Background

Maize is a highly polymorphic species with numerous single nucleotide polymorphisms (SNP) and insertion/deletions (InDel) commonly present among maize alleles [1, 2]. One consequence of this level of polymorphism is that sequence alignments of maize genes constructed with standard software such as CLUSTAL W, Muscle, Dialign, MAFFT, T-Coffee, etc., must be visually inspected and manually edited to ensure that an optimal alignment is obtained. This problem, together with the need to make base calls and alignment decisions in regions of variable base quality, creates the need for a tool to assist the researcher in manual editing of sequence alignments. Researchers in communities other than maize also require user-friendly tools to facilitate input, processing, and output of the sequence diversity among individuals within the species.
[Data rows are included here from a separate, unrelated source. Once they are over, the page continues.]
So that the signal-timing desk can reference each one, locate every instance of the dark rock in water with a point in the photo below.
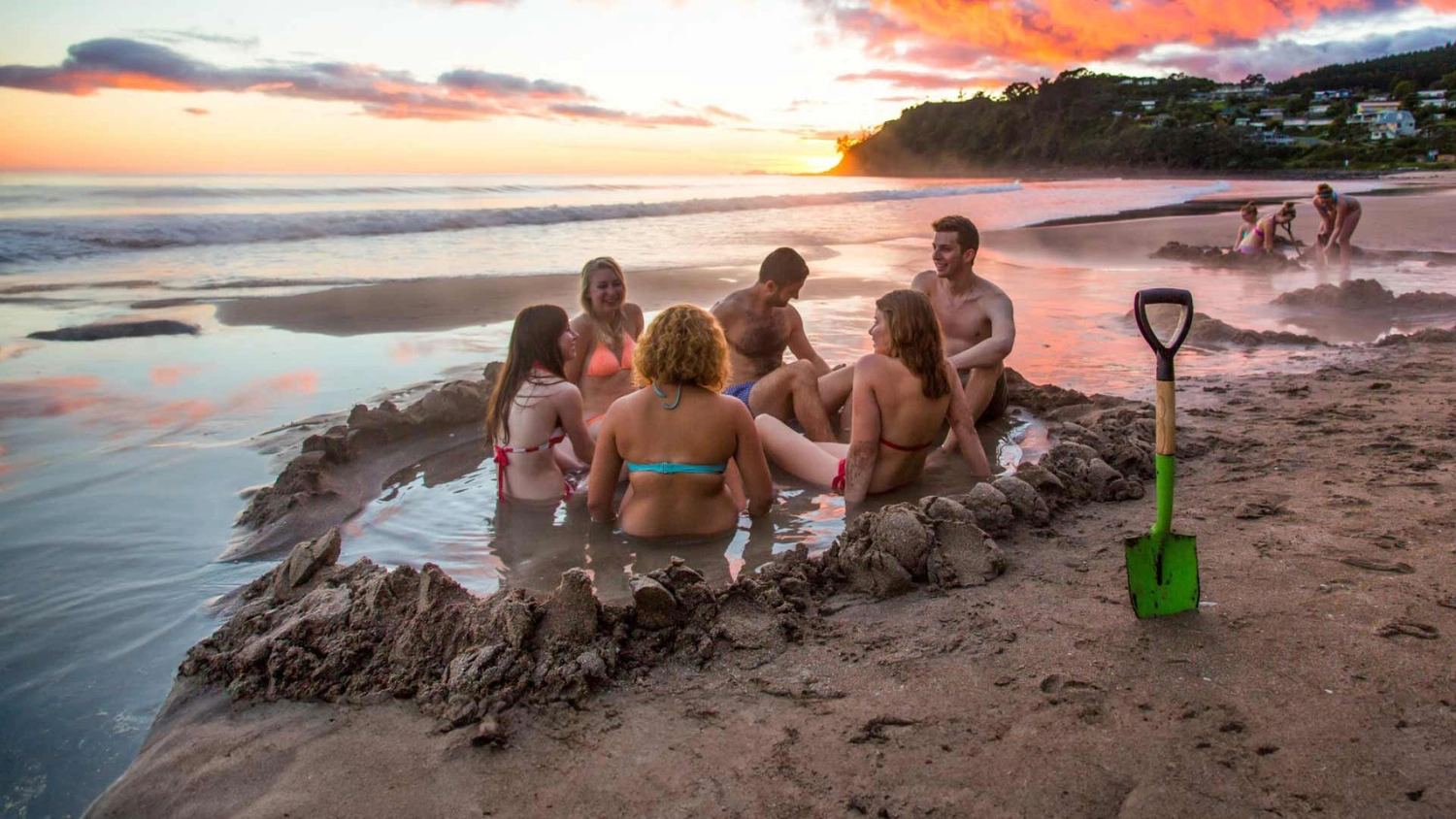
(1213, 256)
(118, 331)
(1366, 296)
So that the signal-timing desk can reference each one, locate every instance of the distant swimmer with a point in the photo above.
(760, 325)
(1261, 239)
(1339, 217)
(975, 314)
(609, 326)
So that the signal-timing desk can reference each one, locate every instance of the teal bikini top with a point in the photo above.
(678, 469)
(666, 467)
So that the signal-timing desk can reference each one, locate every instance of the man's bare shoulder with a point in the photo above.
(990, 291)
(925, 281)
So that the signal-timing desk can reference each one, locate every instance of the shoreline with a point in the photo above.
(1312, 679)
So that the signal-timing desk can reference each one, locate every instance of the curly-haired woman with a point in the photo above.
(902, 393)
(678, 437)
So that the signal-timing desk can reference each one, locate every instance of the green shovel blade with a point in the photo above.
(1162, 566)
(1162, 573)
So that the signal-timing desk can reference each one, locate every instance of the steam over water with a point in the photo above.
(122, 461)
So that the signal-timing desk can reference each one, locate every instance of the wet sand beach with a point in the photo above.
(1315, 679)
(153, 420)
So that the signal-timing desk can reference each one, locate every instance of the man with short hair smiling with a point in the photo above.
(975, 314)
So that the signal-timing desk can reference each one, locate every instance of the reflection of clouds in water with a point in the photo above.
(172, 376)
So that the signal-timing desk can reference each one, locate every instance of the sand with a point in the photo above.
(1316, 678)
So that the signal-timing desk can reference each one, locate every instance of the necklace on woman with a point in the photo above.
(661, 395)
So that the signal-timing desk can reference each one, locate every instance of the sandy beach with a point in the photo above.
(1313, 679)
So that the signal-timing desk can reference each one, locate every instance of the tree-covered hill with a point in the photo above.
(1082, 119)
(1426, 69)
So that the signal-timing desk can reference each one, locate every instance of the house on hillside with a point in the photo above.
(1392, 124)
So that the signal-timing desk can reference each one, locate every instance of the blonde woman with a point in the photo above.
(609, 326)
(1251, 221)
(678, 437)
(1339, 217)
(1261, 239)
(902, 393)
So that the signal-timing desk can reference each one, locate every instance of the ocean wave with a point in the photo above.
(64, 238)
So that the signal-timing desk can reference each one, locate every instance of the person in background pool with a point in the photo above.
(1339, 217)
(1261, 239)
(900, 396)
(533, 408)
(609, 326)
(1251, 220)
(678, 438)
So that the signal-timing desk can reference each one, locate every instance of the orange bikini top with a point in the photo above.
(603, 363)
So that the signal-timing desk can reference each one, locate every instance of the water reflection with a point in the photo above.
(445, 509)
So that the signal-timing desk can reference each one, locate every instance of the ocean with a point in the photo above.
(122, 463)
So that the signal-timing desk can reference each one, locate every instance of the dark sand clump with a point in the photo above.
(1366, 296)
(118, 331)
(314, 630)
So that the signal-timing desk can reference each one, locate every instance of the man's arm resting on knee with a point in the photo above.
(800, 344)
(998, 346)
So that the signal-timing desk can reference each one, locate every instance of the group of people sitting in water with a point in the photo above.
(1339, 217)
(690, 408)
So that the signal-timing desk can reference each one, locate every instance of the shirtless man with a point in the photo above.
(975, 314)
(760, 323)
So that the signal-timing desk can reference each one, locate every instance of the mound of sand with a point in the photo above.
(1366, 296)
(104, 331)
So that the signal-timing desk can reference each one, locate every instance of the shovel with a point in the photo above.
(1162, 566)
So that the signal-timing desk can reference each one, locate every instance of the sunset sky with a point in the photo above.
(591, 86)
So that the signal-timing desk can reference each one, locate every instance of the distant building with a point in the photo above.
(1392, 124)
(1376, 105)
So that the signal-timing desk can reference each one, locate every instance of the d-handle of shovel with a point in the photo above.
(1165, 435)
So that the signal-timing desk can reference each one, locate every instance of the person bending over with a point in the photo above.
(533, 408)
(902, 393)
(609, 326)
(760, 323)
(678, 437)
(1339, 217)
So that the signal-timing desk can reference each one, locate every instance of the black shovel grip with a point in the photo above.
(1162, 296)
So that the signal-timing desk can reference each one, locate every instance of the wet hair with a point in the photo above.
(783, 268)
(914, 338)
(605, 334)
(966, 233)
(535, 348)
(683, 345)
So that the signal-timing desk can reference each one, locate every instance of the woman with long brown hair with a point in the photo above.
(678, 437)
(900, 396)
(535, 408)
(609, 326)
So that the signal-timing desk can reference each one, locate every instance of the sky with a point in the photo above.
(593, 86)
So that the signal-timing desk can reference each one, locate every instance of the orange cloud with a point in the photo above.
(1063, 32)
(172, 376)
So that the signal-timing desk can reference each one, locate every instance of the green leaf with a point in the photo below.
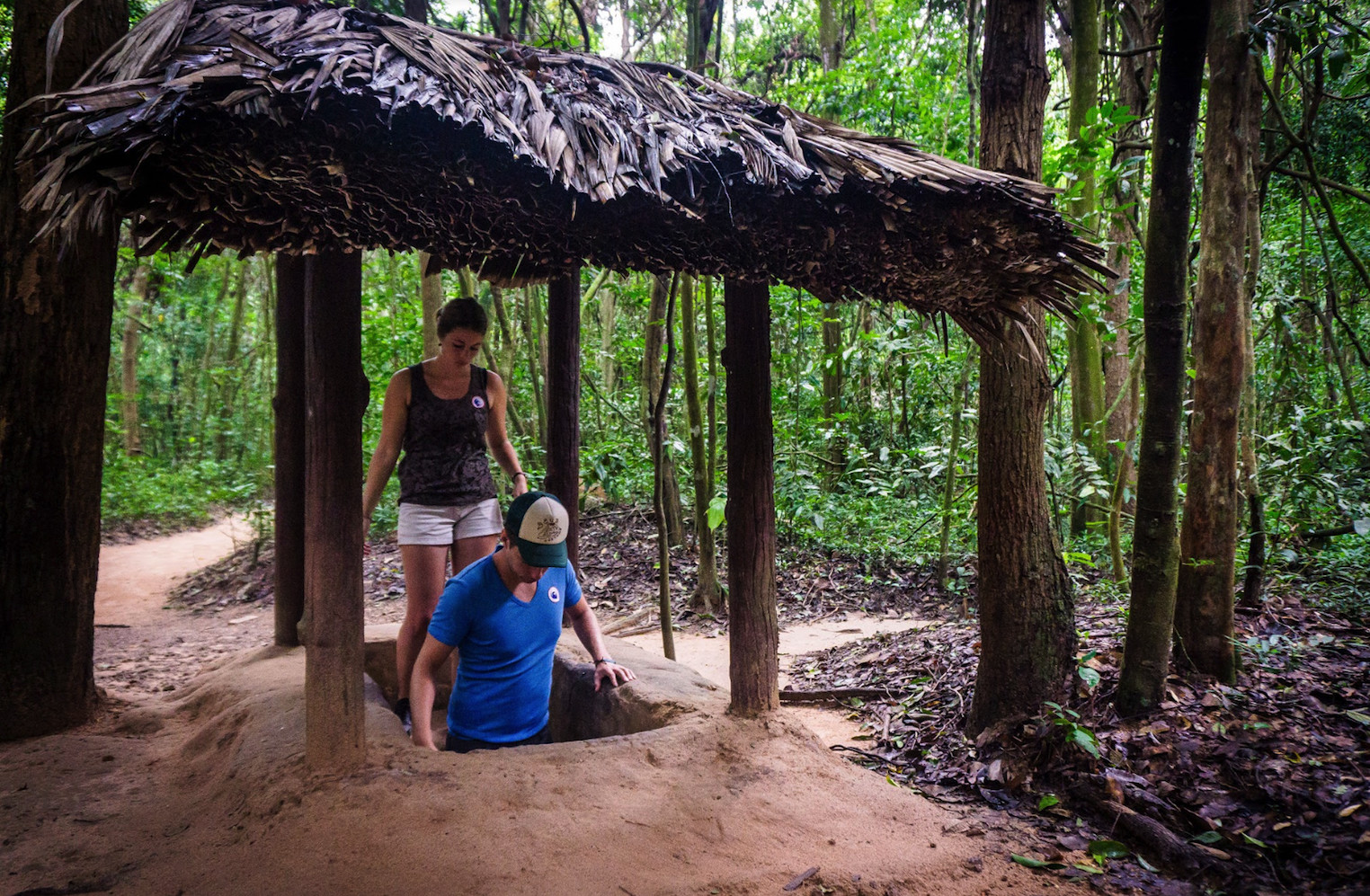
(1037, 864)
(716, 509)
(1108, 849)
(1085, 740)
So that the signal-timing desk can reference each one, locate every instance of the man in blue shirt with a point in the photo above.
(503, 614)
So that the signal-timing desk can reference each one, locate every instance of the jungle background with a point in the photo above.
(876, 407)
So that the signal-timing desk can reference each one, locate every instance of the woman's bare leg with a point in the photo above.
(466, 551)
(425, 572)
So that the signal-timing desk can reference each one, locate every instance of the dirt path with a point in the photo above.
(707, 653)
(192, 780)
(135, 579)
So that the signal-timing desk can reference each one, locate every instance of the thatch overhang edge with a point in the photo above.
(643, 164)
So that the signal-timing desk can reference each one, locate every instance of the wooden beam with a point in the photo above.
(753, 629)
(334, 711)
(564, 397)
(289, 448)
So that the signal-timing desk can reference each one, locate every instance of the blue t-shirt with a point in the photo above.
(506, 645)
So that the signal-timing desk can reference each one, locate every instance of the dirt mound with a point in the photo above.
(207, 794)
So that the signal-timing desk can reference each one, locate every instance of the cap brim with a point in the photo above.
(548, 555)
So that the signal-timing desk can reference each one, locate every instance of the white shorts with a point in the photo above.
(449, 525)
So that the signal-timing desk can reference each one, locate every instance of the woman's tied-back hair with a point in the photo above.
(465, 314)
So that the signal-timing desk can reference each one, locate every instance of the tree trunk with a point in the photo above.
(829, 41)
(431, 299)
(1137, 29)
(706, 588)
(1027, 608)
(653, 342)
(974, 21)
(336, 389)
(535, 366)
(1087, 368)
(129, 360)
(55, 319)
(833, 392)
(289, 448)
(656, 413)
(1155, 548)
(564, 399)
(1254, 577)
(949, 488)
(1213, 503)
(753, 627)
(609, 302)
(230, 370)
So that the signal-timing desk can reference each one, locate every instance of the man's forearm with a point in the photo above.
(423, 689)
(587, 629)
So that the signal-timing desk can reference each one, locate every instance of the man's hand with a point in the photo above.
(612, 673)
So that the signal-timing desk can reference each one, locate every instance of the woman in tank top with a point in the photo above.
(443, 413)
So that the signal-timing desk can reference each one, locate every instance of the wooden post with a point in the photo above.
(564, 397)
(334, 711)
(753, 629)
(289, 448)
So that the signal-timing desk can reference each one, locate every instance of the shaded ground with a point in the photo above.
(192, 780)
(1265, 781)
(1262, 783)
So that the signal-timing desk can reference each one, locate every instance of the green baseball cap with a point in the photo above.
(538, 525)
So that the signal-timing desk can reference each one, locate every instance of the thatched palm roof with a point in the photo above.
(262, 125)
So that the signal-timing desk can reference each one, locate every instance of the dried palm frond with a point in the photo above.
(261, 125)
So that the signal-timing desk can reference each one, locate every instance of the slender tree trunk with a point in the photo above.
(609, 307)
(1124, 475)
(564, 399)
(1213, 503)
(829, 46)
(289, 448)
(711, 406)
(833, 392)
(1155, 548)
(431, 299)
(1027, 608)
(653, 342)
(336, 391)
(535, 366)
(129, 360)
(656, 410)
(55, 319)
(1250, 473)
(707, 588)
(753, 626)
(230, 368)
(1087, 386)
(974, 22)
(1136, 29)
(952, 454)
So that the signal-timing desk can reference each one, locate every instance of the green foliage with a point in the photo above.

Although there are several improved methods [3] to generate alignments for multiple nucleotide sequences, there is a need to improve software for manual editing to evaluate and fix discrepancies. Our goal was to produce a sequence alignment tool (DNAAlignEditor) that provides an efficient path for editing multiple sequence alignments to improve alignment quality, tracking edited alignments, and exporting sequence files to external tools for analysis.

Implementation

DNAAlignEditor is written in Visual Basic for the user interface, MS Access database for the stand-alone version or PostrgeSQL 8.0 database for the network version, and embedded ActiveX data object drivers for connectivity between the database and the user interface. DNAAlignEditor network version is designed to share alignment information when several users are simultaneously logged into the system and to manage alignments collected in the database. Regardless of whether the stand-alone or network version is used, the database aids in the tracking and manipulation of large numbers of sequences, and the relationship among genes, primers, amplicons, and population groups. The database is also required to track multiple versions of the same alignments and to combine alignments. Editing of a handful of gene alignments may be accomplished without the aid of a database; however, processing, editing, and finishing hundreds of alignments requires a more sophisticated system managed by a database.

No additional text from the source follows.